Geodesic mode spectrum modified by the energetic particles in tokamak plasmas

•Effect of a minor concentration of the energetic particles on GAM spectrum on geodesic modes is analyzed.•The effect is treated by kinetic theory using shifted Maxwell electron distribution.•A novel method of Jacobi functions is applied to solve the drift kinetic equation for the energetic bounce particles.•The instability occurs due to its cross term of the ion diamagnetic drift with the current as well with energetic ion drift.•Modification of GAM dispersion by effective mass renormalization due to trapped particle dynamics is found.

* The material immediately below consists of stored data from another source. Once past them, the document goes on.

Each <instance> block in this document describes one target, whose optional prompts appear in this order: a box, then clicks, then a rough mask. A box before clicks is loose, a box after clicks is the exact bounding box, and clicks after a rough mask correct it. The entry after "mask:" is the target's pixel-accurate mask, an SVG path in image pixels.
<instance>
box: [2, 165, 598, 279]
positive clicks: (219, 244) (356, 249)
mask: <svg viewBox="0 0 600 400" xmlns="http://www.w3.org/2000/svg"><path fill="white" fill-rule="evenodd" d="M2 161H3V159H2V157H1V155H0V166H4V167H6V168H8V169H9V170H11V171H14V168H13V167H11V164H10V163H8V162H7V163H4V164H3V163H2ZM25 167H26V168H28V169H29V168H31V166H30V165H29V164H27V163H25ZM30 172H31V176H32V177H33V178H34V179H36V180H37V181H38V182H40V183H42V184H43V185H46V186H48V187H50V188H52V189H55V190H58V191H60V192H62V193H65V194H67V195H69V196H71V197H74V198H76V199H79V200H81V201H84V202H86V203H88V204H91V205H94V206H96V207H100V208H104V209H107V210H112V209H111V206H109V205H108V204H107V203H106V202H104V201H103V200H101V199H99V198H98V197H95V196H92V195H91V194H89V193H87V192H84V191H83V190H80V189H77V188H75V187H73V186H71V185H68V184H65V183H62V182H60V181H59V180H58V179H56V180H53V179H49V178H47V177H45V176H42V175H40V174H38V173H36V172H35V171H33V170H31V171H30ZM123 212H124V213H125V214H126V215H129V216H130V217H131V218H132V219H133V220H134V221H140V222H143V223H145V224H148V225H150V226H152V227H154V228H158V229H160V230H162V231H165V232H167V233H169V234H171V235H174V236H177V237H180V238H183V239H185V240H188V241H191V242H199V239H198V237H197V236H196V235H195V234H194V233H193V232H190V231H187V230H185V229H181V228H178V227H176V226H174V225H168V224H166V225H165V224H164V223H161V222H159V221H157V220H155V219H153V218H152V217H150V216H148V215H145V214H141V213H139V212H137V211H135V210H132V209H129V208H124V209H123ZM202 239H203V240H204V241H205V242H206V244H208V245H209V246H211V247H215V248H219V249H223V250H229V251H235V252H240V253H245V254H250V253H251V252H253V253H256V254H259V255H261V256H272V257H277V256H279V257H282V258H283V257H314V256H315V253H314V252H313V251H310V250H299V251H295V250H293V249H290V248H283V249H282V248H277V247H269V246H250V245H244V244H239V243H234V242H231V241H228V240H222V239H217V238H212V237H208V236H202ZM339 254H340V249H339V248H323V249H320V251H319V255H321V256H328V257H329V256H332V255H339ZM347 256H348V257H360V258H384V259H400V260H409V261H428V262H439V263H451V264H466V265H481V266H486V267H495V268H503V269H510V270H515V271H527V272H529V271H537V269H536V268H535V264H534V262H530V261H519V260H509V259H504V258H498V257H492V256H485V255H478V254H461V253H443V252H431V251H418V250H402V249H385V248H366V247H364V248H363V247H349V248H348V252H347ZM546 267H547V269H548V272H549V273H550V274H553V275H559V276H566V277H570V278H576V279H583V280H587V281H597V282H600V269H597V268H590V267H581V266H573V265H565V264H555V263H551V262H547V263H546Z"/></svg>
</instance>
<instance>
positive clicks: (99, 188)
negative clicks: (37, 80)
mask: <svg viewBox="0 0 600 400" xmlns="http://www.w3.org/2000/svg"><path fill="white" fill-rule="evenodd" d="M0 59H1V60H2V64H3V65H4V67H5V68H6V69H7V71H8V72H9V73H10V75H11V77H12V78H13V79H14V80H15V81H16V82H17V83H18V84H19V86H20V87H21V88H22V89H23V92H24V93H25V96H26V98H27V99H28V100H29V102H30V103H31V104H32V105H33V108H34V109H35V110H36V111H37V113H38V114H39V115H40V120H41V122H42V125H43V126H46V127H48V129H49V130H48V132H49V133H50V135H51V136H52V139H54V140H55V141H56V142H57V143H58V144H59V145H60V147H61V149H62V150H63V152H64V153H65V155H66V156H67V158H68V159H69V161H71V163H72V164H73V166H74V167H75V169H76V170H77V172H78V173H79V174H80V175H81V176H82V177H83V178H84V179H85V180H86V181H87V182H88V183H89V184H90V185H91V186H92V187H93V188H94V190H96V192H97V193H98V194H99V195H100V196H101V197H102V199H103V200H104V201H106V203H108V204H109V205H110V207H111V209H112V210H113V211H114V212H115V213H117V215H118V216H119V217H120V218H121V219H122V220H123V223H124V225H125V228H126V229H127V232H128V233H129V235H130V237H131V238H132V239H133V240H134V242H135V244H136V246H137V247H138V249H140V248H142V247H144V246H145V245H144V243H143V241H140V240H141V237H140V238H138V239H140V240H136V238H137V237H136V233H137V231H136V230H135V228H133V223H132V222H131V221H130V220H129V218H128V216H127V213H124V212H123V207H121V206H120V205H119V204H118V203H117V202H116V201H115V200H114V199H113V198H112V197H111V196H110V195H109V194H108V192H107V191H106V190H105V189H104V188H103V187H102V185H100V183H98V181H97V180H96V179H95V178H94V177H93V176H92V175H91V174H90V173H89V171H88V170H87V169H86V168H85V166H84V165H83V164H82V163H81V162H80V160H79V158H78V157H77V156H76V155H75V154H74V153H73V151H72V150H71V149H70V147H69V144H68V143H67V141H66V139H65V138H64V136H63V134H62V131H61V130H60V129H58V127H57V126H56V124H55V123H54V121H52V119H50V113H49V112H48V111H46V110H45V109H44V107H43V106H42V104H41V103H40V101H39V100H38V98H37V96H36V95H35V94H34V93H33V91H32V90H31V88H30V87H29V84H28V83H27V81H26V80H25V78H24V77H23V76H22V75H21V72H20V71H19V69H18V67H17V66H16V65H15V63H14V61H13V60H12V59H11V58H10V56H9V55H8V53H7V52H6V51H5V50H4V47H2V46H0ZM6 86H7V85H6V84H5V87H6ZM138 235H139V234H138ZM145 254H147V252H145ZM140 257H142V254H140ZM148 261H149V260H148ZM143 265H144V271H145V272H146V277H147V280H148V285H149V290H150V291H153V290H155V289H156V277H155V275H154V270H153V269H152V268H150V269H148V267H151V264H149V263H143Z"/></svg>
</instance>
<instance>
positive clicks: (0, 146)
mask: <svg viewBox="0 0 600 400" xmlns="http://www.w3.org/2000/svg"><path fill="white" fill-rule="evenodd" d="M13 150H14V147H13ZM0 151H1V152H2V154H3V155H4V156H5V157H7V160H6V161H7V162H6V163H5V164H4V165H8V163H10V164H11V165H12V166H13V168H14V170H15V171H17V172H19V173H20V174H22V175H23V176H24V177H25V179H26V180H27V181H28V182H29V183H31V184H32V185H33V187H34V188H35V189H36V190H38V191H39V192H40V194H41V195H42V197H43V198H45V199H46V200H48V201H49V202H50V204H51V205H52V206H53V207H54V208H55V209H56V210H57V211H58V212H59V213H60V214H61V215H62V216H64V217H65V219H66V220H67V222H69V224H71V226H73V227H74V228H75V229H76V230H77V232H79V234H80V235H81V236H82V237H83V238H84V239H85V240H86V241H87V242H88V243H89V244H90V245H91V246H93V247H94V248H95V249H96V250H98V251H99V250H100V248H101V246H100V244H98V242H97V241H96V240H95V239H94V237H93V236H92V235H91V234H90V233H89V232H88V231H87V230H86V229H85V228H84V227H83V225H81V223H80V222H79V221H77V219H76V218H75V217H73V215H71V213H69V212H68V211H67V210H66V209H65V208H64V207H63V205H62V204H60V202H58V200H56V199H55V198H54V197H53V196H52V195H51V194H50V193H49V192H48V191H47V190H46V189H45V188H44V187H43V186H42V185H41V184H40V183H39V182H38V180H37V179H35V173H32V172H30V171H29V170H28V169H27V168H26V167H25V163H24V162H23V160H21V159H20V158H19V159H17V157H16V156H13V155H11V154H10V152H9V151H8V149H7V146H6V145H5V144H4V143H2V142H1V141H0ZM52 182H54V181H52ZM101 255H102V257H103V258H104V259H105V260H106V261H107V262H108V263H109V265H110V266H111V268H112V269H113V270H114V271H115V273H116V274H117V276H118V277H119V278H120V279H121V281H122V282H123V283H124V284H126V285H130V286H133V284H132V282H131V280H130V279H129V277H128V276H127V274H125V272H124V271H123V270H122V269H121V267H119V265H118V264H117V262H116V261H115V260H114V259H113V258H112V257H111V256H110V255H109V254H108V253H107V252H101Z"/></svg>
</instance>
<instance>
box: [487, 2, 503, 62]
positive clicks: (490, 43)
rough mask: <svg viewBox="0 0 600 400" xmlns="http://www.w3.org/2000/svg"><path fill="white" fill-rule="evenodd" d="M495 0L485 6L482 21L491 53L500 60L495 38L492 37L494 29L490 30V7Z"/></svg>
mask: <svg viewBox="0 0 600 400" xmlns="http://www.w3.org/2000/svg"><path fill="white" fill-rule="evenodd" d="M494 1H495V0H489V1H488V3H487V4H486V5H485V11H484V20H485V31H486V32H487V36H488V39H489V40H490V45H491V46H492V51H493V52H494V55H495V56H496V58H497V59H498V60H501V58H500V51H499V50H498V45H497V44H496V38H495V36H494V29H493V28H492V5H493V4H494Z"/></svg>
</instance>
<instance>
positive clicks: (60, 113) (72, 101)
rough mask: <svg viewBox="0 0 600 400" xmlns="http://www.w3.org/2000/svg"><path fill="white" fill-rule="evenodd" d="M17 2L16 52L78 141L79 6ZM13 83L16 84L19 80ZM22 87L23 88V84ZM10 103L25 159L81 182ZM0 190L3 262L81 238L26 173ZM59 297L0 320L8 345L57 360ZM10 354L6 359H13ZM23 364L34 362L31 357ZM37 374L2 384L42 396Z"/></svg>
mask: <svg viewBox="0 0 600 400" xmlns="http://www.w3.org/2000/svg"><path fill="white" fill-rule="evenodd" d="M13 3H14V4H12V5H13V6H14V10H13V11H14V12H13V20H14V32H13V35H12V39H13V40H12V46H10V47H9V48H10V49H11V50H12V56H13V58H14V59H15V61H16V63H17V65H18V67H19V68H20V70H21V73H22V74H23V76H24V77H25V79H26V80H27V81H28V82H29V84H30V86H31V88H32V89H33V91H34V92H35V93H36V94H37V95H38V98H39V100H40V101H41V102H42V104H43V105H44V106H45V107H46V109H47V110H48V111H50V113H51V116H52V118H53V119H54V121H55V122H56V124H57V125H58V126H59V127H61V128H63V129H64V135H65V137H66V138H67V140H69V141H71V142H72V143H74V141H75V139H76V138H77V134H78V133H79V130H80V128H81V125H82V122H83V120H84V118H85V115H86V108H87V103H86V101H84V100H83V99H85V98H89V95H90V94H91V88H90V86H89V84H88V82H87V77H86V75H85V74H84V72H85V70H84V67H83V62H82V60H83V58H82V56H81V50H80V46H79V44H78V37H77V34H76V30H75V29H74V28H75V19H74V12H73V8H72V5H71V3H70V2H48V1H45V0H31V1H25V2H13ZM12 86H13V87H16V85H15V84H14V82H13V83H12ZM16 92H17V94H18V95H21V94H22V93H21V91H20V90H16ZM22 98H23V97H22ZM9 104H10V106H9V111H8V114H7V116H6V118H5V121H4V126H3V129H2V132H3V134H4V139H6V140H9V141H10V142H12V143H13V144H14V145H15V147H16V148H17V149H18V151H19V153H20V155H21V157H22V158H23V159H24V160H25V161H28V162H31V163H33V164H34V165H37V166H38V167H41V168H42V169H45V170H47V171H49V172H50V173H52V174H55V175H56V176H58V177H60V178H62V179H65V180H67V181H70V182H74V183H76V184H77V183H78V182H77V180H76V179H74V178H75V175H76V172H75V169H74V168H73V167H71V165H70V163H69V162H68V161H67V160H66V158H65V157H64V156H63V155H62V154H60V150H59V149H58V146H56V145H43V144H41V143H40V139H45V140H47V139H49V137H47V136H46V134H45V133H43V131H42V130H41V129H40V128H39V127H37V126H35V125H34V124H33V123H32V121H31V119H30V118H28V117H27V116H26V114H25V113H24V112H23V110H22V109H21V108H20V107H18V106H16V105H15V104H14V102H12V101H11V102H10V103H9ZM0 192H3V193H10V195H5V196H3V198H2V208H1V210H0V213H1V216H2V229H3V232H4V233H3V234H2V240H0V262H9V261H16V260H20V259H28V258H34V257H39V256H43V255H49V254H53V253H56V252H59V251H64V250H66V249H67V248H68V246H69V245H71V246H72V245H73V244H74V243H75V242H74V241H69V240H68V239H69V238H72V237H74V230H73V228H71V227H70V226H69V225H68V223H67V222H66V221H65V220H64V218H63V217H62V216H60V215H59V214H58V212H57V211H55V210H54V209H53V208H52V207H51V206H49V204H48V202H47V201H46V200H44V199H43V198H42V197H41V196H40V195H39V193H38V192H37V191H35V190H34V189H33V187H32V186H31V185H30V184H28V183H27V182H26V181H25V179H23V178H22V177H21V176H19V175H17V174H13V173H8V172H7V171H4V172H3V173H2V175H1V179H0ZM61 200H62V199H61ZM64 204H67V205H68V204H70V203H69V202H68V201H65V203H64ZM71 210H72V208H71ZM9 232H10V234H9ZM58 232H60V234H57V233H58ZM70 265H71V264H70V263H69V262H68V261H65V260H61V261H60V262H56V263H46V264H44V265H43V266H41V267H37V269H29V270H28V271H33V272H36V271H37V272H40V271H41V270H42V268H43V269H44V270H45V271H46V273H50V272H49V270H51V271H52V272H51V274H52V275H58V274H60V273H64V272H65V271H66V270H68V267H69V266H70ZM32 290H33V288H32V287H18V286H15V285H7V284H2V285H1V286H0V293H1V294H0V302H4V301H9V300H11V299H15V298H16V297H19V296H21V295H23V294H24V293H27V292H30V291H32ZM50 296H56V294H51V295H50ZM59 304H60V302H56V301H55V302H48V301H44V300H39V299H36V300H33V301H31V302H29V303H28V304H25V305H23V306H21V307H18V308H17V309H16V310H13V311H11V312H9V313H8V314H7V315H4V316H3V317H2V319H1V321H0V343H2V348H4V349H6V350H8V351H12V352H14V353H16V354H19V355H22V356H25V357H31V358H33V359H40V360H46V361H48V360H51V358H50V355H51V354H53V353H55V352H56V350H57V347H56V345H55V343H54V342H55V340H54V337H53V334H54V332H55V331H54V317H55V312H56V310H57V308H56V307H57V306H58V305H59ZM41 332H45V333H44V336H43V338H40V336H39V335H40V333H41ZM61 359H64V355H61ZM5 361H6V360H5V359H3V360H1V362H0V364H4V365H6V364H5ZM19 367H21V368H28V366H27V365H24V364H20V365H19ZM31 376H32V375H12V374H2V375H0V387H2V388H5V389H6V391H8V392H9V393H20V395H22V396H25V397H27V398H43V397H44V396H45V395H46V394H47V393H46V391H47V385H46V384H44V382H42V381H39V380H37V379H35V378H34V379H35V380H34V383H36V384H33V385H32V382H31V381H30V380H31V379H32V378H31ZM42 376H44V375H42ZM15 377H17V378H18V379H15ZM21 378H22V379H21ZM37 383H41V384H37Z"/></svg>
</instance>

Effect of a minor concentration of the energetic particles on GAM spectrum in a tokamak is analyzed by drift kinetic theory taking into the account the electron current and diamagnetic drift. A novel method of Jacobi functions is applied to solve the drift kinetic equation for the energetic bounce particles in the limit of high bounce frequency in comparison with the GAM frequency. Using the Q-asymptotic of Jacobi function, it is shown that the energetic minority ions can form the continuum minimum/maximum at the NB or ICR power deposition maximum where the geodesic eigenmode may be excited. In this case, the electron current modeled by shifted Maxwell distribution overcomes the ion Landau damping threshold thus resulting in the GAM instability.